DLPerf  by Oneflow-Inc

DNN performance profiling toolkit

created 5 years ago
285 stars

Top 92.8% on sourcepulse

GitHubView on GitHub
Project Summary

This repository provides a toolkit for benchmarking and profiling the performance of various deep learning frameworks, including OneFlow, TensorFlow, PyTorch, MXNet, PaddlePaddle, and MindSpore. It aims to offer reproducible, state-of-the-art DNN model implementations optimized for NVIDIA GPU clusters, enabling users to compare training speeds and resource utilization across frameworks.

How It Works

DLPerf evaluates frameworks by training standard DNN models like ResNet-50 and BERT-Base. Benchmarks are conducted across multi-node, multi-device configurations (1-32 GPUs), varying batch sizes, and with/without optimizations like Automatic Mixed Precision (AMP) and XLA. Performance is measured by throughput (samples/second) and latency, with median values reported after ignoring initial training steps to ensure stability.
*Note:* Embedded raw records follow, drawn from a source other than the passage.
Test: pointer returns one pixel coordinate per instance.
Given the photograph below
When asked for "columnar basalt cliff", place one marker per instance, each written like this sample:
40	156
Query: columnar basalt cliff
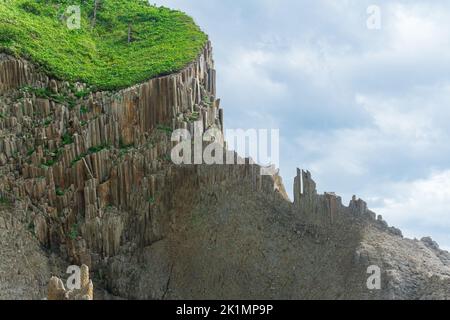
90	174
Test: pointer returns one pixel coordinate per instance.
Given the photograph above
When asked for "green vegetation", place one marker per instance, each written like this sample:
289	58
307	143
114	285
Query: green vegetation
66	139
129	42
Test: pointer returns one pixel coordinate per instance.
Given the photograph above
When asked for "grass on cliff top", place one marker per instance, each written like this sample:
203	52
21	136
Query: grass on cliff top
162	40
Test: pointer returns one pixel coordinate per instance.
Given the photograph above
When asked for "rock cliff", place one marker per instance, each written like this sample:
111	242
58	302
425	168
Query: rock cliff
86	178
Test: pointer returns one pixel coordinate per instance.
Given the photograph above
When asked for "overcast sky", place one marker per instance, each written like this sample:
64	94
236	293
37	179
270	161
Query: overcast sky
366	111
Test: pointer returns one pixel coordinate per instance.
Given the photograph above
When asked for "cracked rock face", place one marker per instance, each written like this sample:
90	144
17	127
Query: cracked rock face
86	178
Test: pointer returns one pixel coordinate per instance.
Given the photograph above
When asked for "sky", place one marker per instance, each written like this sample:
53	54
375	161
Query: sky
365	109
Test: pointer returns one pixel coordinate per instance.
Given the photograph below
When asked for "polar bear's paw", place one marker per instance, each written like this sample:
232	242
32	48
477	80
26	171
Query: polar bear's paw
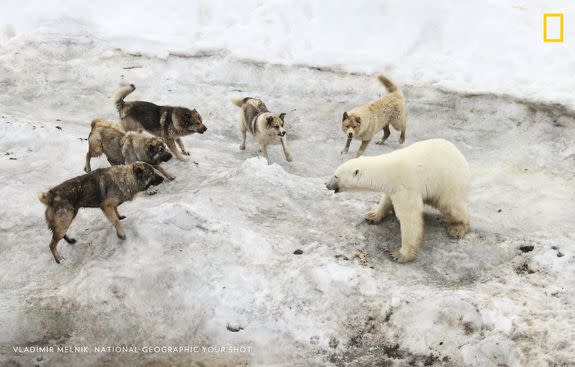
374	216
402	256
457	230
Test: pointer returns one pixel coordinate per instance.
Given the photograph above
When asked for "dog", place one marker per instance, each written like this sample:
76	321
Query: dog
120	147
265	127
104	188
167	122
365	121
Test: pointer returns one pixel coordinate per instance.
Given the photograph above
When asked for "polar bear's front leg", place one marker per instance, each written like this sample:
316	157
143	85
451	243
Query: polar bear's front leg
409	210
383	208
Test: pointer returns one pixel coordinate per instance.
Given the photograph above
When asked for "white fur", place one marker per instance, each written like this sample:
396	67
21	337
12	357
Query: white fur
430	172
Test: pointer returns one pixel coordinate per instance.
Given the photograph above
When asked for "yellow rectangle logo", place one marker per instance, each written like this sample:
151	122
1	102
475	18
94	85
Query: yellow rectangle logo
555	32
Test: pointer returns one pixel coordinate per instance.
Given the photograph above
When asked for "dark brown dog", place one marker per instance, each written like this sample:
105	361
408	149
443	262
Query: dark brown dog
170	123
104	188
120	147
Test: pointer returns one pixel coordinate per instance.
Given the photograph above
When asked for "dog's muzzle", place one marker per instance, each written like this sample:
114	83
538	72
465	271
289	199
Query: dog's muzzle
333	184
157	180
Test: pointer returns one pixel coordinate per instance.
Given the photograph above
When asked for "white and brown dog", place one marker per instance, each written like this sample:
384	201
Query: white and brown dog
266	127
365	121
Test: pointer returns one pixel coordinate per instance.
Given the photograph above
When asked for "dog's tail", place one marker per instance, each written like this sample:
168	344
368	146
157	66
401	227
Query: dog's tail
239	101
45	198
122	93
389	85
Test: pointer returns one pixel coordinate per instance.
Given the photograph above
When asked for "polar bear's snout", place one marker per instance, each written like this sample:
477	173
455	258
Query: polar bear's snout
333	184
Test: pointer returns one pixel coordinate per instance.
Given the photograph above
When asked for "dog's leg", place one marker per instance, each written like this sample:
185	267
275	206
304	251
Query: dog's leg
409	211
60	224
362	148
164	172
181	145
287	153
172	145
347	144
110	212
243	130
386	134
383	208
264	150
87	167
120	217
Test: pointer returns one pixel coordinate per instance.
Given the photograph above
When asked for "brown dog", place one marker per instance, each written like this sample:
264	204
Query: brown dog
365	121
120	147
104	188
170	123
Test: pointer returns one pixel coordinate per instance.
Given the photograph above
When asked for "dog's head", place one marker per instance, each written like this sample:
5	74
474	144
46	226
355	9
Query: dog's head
188	121
276	124
146	175
156	151
350	125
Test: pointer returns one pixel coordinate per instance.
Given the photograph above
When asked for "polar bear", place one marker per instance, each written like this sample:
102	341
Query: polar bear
432	172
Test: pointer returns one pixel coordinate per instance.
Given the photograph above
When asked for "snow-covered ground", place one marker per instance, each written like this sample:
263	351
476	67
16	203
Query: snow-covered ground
214	250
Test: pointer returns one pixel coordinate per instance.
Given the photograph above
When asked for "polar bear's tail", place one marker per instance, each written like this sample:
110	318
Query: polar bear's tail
389	85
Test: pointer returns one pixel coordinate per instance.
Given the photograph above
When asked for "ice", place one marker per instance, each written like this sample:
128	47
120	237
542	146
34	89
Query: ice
214	249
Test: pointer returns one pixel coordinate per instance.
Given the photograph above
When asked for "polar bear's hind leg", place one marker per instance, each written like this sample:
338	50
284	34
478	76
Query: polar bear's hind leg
457	218
410	215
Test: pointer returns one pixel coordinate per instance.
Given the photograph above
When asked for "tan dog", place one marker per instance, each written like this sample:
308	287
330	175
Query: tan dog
104	188
365	121
120	147
170	123
266	127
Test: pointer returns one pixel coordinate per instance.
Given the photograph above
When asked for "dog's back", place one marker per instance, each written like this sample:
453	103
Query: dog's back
251	109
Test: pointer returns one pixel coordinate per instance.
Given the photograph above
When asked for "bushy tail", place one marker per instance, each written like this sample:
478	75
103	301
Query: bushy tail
238	101
389	85
122	93
45	198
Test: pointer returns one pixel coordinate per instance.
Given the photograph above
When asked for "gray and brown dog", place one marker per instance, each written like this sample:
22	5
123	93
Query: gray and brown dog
167	122
120	147
266	127
104	188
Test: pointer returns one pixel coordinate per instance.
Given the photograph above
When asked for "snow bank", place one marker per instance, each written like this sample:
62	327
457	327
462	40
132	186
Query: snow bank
472	46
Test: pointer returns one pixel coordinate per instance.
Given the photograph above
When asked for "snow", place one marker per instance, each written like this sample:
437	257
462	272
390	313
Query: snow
214	249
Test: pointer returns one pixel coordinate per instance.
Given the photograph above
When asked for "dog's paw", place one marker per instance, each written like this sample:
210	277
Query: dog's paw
152	191
401	257
457	230
373	217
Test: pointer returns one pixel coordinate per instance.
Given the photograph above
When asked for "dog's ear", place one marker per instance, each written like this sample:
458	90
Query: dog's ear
163	118
269	120
138	171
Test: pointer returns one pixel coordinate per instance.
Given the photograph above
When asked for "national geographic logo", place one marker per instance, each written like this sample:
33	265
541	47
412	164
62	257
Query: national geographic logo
553	27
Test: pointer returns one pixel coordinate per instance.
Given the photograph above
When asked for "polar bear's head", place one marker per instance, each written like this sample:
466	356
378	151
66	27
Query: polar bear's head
353	175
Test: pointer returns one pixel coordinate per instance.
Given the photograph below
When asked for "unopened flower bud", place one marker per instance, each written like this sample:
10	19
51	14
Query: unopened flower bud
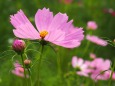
27	63
18	46
92	25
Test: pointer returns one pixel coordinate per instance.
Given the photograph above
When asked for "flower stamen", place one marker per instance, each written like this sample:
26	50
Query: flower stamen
43	34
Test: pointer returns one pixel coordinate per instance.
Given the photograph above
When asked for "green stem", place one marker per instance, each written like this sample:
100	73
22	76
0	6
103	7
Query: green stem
110	80
40	65
29	71
59	68
24	69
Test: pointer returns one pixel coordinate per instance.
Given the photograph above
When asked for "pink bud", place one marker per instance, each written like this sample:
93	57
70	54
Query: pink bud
92	25
18	46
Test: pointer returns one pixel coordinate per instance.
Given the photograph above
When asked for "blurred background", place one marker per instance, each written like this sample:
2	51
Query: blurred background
81	11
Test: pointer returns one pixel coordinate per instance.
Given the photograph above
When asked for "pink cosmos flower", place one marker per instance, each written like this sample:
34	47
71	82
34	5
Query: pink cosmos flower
99	69
96	40
66	1
92	25
80	66
92	55
55	29
19	70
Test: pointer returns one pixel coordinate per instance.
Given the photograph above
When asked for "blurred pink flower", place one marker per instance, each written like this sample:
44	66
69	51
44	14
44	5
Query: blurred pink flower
66	1
55	29
92	55
80	66
92	25
19	70
100	69
96	40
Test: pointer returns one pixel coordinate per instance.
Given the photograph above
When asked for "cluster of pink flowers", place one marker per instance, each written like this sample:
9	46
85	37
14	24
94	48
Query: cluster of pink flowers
19	70
97	69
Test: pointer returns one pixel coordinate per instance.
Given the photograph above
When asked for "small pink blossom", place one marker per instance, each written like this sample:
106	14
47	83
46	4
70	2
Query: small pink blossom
99	69
78	63
18	45
96	40
19	70
92	25
55	29
66	1
92	55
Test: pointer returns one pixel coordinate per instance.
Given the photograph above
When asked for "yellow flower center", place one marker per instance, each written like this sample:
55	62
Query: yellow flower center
43	34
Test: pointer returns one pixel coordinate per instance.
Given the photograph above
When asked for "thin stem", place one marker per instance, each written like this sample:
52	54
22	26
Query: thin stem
40	64
59	67
29	71
24	69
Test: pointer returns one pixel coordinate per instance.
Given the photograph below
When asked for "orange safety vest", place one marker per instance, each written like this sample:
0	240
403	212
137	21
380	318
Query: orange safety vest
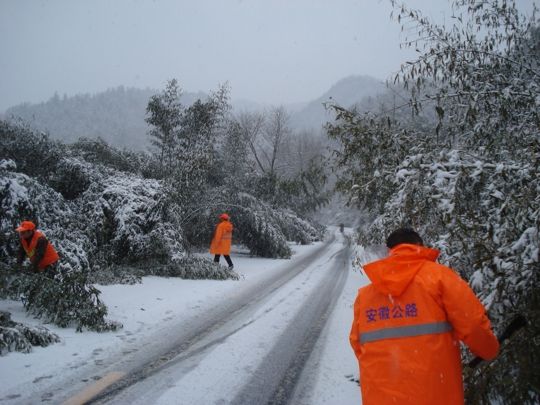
221	242
407	327
50	256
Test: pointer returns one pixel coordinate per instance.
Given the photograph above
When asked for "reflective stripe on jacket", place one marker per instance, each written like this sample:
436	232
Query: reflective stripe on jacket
50	256
221	242
407	326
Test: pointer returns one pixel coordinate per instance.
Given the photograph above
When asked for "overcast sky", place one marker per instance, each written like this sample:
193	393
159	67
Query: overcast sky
270	51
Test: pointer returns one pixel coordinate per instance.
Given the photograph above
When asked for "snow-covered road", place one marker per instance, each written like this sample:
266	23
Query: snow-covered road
277	336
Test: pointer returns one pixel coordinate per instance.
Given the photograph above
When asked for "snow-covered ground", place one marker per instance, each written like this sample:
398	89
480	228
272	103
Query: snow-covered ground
152	310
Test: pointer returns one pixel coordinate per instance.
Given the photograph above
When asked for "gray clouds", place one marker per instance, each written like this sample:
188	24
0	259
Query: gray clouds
273	51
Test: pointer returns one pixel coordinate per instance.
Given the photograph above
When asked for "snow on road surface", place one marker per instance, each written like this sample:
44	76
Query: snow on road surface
209	342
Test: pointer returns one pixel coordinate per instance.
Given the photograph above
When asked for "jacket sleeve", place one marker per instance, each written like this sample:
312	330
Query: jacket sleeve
468	316
353	335
41	246
219	233
21	254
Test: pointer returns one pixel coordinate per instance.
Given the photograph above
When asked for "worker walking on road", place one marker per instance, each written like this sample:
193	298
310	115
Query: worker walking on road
221	242
408	324
35	246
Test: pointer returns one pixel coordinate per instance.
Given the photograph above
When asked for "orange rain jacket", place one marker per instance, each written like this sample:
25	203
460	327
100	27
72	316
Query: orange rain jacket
407	326
221	242
50	256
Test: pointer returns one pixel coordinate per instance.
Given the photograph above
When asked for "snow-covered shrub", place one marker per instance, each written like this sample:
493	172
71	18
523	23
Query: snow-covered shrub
257	226
71	178
15	336
193	267
297	229
132	219
65	300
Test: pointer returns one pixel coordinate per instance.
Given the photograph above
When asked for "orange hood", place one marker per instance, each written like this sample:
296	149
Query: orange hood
393	274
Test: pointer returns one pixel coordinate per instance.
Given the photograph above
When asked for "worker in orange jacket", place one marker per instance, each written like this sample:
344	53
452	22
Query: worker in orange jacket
221	241
408	324
35	246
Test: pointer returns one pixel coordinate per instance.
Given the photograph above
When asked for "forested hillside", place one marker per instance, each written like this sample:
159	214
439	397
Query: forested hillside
462	166
115	115
116	215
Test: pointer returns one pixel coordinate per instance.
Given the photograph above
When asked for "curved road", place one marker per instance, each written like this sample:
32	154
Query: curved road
273	357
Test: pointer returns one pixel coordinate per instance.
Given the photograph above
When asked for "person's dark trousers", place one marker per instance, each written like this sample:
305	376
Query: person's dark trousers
227	258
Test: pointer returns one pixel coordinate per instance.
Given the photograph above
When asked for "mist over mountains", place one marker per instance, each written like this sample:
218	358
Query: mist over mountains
117	115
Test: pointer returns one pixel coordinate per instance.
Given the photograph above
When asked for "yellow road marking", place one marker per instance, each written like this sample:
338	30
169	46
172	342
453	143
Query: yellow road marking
91	391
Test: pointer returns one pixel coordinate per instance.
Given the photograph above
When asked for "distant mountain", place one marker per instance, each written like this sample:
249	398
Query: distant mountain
346	92
116	115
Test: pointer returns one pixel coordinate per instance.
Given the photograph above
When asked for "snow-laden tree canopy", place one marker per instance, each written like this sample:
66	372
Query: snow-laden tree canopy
469	183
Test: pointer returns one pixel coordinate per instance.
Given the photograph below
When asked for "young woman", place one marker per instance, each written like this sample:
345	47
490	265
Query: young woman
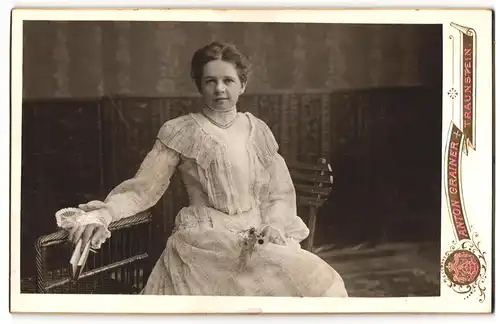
240	234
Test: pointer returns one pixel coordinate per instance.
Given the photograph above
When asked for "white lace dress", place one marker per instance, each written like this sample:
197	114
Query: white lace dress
235	181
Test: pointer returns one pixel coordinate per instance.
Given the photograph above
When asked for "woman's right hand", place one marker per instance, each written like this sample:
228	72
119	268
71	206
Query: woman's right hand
88	232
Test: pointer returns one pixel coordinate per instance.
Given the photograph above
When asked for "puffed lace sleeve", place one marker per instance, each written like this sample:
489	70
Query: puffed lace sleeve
132	196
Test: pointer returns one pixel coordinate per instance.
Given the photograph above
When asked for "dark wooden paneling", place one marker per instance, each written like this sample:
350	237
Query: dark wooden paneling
62	165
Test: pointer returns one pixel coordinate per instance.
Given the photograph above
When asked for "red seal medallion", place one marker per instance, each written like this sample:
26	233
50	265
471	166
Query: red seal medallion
462	267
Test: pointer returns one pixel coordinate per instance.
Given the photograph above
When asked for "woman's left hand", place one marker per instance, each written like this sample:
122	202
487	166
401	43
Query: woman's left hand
273	235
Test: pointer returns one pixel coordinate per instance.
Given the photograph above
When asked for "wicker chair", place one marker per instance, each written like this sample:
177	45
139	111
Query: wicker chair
313	185
123	263
121	266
Quick Start & Requirements

  • Install: Clone the repository and follow framework-specific setup instructions within subdirectories (e.g., OneFlow/, PyTorch/).
  • Prerequisites: NVIDIA GPUs, CUDA, and specific framework installations (e.g., OneFlow, TensorFlow 1.x/2.x, PyTorch, MXNet, PaddlePaddle, MindSpore). Multi-node setups require distributed training configurations.
  • Resources: Benchmarking requires significant GPU resources (e.g., 4 nodes with 8x V100 GPUs each) and substantial training time.
  • Links: NVIDIA DeepLearningExamples, OneFlow-Benchmark

Highlighted Details

  • Comprehensive comparison of 7+ major DL frameworks on ResNet-50 and BERT-Base.
  • Detailed performance metrics including FP32 and AMP throughput, speedups, and memory usage.
  • Benchmarks for specialized models like Wide & Deep Learning (W&D) and InsightFace, highlighting memory efficiency.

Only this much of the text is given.